Here's an excerpt from a recent interview with Thomas Bierbichler,
Professor of Political Theory and Philosophy at the Goethe Universität
in Frankfurt. In the introduction to the interview, the economist and
historian Philip Mirowski (who you might know from Adam Curtis's
films) is quoted as subsuming ordo-liberalism under the “neoliberal
thought collective.” So perhaps we should not make too much of the
difference between the two schools of thought, one very much German in
the 1950s, the other broadly Anglo-saxon since the 1970s.

Why it's worth quoting at length, though, is that this "thought
collective" addressed really profound challenges and found ways of
reformulating a political project that seemed all but dead when they
started their work. So, while a clever idea is never enough to change
history, without one, it's all the much harder.

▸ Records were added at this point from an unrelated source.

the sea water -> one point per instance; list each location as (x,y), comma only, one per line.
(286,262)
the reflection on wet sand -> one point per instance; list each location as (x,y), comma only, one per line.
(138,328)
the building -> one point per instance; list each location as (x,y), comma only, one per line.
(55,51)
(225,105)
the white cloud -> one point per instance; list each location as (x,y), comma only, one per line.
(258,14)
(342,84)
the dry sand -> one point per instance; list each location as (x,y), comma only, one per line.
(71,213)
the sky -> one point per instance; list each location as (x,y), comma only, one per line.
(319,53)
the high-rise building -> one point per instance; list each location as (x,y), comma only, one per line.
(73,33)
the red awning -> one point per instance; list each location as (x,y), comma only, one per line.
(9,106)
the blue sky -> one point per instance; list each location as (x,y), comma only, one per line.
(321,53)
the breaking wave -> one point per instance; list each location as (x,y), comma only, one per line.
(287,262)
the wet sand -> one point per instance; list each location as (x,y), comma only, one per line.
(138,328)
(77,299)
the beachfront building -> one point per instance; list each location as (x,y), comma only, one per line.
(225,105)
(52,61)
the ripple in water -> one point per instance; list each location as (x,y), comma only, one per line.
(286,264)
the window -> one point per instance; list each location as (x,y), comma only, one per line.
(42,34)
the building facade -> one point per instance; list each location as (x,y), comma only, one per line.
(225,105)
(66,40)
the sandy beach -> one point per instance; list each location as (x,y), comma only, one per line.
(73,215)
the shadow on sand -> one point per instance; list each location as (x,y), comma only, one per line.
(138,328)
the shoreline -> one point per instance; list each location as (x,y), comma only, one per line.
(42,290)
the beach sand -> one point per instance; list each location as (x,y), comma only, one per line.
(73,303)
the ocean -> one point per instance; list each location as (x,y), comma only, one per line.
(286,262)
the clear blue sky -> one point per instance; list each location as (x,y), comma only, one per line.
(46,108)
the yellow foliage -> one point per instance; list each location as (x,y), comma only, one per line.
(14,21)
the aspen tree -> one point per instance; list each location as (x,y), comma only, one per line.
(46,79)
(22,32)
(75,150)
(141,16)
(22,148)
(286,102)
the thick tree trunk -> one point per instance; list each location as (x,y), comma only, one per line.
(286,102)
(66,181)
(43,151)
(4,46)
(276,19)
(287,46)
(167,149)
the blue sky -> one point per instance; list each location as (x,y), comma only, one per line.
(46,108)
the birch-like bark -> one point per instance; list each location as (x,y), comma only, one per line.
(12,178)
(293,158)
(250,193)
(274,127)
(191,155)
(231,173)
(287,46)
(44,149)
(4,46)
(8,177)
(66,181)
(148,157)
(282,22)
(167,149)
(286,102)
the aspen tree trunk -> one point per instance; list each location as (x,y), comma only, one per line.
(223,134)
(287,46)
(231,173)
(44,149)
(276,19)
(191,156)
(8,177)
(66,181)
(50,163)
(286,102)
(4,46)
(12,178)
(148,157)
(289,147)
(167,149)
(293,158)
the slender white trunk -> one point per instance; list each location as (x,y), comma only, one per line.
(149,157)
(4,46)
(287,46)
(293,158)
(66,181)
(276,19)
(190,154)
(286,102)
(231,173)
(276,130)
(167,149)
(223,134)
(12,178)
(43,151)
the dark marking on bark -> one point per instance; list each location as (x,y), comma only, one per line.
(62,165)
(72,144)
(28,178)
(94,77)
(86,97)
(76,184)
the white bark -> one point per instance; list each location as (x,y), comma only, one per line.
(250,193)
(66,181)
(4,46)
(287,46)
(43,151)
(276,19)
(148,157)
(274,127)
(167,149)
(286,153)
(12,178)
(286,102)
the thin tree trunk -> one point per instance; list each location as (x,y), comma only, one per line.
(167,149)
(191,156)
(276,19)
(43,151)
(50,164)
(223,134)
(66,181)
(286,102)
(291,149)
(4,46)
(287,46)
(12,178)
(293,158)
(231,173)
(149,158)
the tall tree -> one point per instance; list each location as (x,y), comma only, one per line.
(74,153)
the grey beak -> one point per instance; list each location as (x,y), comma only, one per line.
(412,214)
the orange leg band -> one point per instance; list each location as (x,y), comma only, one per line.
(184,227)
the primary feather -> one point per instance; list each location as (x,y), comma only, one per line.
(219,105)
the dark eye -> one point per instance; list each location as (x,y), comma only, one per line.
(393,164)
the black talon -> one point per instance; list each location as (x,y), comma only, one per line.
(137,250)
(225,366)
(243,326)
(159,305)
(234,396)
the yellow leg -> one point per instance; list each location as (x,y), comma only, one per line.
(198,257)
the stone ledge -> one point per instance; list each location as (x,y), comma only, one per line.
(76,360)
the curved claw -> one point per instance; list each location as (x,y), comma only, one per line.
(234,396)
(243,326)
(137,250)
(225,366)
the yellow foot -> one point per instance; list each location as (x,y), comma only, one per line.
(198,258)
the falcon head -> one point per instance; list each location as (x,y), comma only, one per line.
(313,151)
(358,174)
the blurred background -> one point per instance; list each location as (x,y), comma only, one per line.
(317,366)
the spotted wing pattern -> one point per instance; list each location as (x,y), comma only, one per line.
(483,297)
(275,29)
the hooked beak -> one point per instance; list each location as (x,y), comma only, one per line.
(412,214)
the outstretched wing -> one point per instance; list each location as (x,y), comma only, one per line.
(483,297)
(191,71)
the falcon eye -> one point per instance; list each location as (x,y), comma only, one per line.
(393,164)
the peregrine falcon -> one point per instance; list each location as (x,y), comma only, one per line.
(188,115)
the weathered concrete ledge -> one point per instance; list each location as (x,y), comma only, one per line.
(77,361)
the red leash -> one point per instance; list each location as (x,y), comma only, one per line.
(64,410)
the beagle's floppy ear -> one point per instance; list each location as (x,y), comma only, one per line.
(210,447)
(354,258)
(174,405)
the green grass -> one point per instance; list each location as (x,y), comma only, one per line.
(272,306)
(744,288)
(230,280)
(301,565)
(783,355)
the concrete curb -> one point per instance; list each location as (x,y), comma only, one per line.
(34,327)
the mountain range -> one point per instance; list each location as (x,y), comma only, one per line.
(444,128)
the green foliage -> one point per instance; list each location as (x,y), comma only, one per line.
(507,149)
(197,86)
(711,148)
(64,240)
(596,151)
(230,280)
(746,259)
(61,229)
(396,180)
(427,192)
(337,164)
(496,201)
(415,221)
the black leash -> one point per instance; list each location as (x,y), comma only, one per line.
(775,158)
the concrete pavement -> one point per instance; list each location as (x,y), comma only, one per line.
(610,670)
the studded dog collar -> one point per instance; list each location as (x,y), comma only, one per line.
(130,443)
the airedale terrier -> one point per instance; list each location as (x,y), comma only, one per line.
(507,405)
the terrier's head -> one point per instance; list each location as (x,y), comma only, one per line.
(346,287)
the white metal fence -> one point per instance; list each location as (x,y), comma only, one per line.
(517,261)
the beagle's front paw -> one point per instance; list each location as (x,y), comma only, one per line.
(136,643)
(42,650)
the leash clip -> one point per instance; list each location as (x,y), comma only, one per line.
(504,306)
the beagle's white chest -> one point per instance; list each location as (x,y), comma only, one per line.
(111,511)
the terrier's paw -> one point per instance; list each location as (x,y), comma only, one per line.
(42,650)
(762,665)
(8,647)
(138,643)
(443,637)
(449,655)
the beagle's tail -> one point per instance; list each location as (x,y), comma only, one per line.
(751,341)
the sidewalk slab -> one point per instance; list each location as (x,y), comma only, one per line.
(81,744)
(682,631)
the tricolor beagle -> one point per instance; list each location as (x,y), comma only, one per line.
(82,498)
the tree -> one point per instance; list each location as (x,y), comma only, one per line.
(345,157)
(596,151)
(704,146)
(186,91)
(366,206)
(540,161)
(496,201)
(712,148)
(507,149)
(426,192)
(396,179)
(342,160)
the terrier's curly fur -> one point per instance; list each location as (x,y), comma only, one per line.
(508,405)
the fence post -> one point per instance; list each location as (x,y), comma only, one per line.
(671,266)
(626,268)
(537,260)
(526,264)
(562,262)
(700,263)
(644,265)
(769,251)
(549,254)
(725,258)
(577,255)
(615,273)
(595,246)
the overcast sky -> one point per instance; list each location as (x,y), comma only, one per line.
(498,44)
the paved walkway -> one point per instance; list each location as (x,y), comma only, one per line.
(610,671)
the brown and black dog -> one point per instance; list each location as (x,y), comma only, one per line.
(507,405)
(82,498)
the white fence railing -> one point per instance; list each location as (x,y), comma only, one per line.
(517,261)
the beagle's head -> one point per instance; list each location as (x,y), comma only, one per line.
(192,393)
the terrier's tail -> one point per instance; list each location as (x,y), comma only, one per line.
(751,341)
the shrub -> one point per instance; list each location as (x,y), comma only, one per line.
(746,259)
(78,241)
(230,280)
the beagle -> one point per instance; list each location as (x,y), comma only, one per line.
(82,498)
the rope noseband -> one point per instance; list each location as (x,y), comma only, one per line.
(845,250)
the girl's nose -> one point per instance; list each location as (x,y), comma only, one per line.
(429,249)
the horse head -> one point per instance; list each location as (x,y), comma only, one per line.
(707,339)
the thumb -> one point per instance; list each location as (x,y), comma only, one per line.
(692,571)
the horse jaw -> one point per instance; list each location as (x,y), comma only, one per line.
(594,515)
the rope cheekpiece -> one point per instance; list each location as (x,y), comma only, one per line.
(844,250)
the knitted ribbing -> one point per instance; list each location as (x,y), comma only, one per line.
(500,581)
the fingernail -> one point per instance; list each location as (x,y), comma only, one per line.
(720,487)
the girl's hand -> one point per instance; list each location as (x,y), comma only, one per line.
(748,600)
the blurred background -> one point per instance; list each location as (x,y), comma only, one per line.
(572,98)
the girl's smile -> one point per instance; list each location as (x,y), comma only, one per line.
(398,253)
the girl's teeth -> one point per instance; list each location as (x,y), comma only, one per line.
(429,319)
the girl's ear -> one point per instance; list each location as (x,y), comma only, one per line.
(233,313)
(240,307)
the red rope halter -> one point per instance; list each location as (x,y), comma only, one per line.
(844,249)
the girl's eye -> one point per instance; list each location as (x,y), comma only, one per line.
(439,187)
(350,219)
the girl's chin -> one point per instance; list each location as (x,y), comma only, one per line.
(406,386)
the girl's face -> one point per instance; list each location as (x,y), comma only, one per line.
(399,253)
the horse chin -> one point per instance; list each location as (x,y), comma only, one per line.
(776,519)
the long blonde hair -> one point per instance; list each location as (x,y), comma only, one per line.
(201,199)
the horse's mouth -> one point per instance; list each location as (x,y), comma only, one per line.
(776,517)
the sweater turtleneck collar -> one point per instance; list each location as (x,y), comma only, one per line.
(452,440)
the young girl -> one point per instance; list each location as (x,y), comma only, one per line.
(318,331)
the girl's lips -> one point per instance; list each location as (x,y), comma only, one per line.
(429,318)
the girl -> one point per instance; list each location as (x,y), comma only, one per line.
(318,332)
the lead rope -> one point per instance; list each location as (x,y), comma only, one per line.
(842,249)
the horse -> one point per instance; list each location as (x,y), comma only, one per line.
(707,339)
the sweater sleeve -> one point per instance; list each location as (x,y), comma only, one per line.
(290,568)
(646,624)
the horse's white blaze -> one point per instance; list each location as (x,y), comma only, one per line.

It's worth reading the entire interview.

Felix

http://nearfuturesonline.org/return-or-revival-the-ordoliberal-legacy/

WC: Before we discuss the relevance of ordoliberalism in Europe today,
perhaps you could begin by recalling the historical context of its
emergence. Under what conditions did the ordoliberal doctrine come
into being?

TB: My understanding is that neoliberalism in all its variants is a
response to a multifaceted crisis – the crisis of what is now referred
to in the Anglo–American context as “classical liberalism.” I think
that very early on, when the neoliberal movement was in its formative
stages, there was a broad agreement between the narrative produced by
the ordoliberals and that of other early neoliberals. According to
this narrative, sometime in the second half of the nineteenth century
liberalism went astray: its doctrine was either impoverished – reduced
to slogans like laisser-faire – or distorted – leading liberals to
make an alliance with progressive or even social-democratic forces.
Early neoliberals saw both the impoverishment and the distortion of
the liberal doctrine as major problems – especially as they persisted
in the first part of the twentieth century. Thus, neoliberalism
actually arose as a response to the crisis of liberalism, and
especially to the alliance between liberals and progressives.

Other factors were involved in the crisis of liberalism: first, there
was WWI, when a bourgeois liberal world collapsed after thriving for
more or less a hundred years – the era that Karl Polanyi describes in
The Great Transformation. After WWI there were of course all kinds of
economic problems, including the Great Depression, which constituted a
major blow to liberal ideas about markets and put their harbingers on
the defensive. At the same time, Keynesianism was on the rise, partly
in response to the Great Depression, while, in the United States,
there was the New Deal – a defining step in the development of the
American welfare state.

Still in the 1920s and 30s, very illiberal forces were also on the
rise, from Soviet Communism to fascism and National Socialism; so,
altogether, the “crisis of liberalism” points to a very complex crisis
syndrome. All of these factors put together – grave internal factors
within liberalism itself as well as important external factors – led
to the formulation of a neo-liberal project, which was not supposed to
be a restoration of classical liberalism, but actually a modernization
of the liberal creed and in that sense really and properly a
neoliberalism.

For the German ordoliberals especially, I think that all of these
factors played an important role. In their particular narrative, what
is of great importance is the failure of classical liberalism to
theorize what a properly functioning market order should be; they thus
took on that theoretical task as their main project. They associated
the failure of both the discourse and the practices of “old”
liberalism with the Weimar Republic, a context which was at once
revealing and traumatic for them, not least with regard to what they
considered to be the deficiencies of pluralist democracies. I think
that, politically speaking – for their political thought – the
collapse of the Weimar Republic was the most important event.